If my child’s second language is Gaelic, I’m going to insist on a more globally-beneficial third, like Spanish, which instantly opens up the sunniest country in Europe, almost all of South America and a fair chunk of the southern states of the US.

Also, as I understand it, with Spanish you get Italian almost-free. It’s practically a two-for-one offer.

In Norway, they have a typically inclusive, egalitarian attitude to language learning. Almost everybody there studies English to an advanced level. Logically and correctly, they reckon that since there are 380 million Anglophones, and only five million Norwegians, they can’t beat’em. So they join ‘em.

My main concerns are the sort of environmental changes that cause languages to become extinct.
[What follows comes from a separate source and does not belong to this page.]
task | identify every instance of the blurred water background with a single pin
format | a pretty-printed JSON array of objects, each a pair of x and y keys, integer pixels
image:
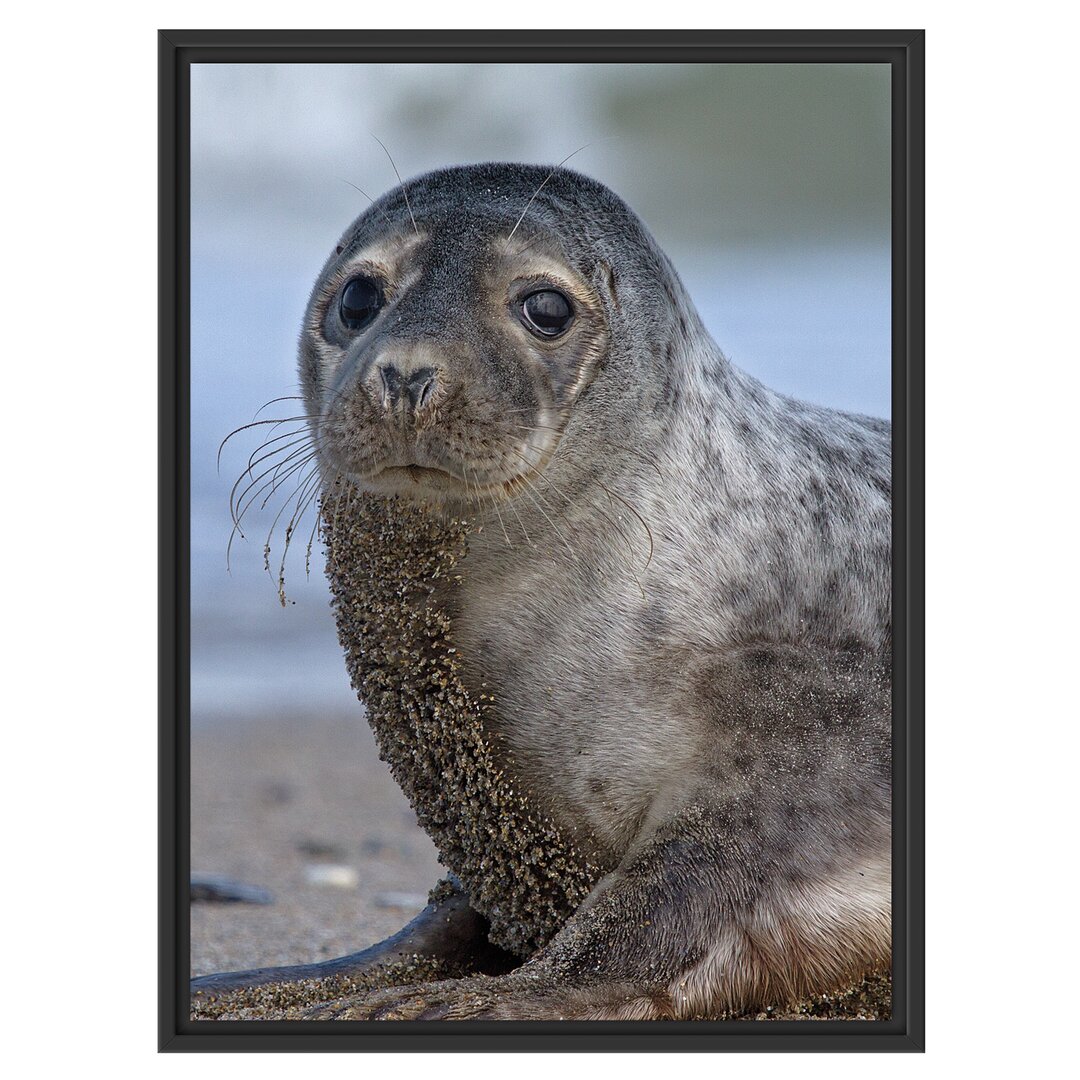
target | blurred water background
[{"x": 768, "y": 186}]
I’d rather we concentrate on saving people and the ecosystems that they are part of, and let the languages look after themselves.

Besides, we can still enjoy Latin texts, Ancient Greek myths, Viking sagas and suchlike, even if the languages they were written in have turned into others.

Nobody speaks Etruscan any more but hey, we got over it. As long as scholars can translate for us, all is not lost.

Diversity is fine, but I think I prefer unity and the things that bring us closer together. And perhaps before we’re down to just a handful of languages, someone will invent a Babel Fish as described in the Hitchhiker’s Guide to the Galaxy, or universal translator from TV series such as Star Trek. Then I’ll be free to choose a less worthy, but more fun, super power – like flying.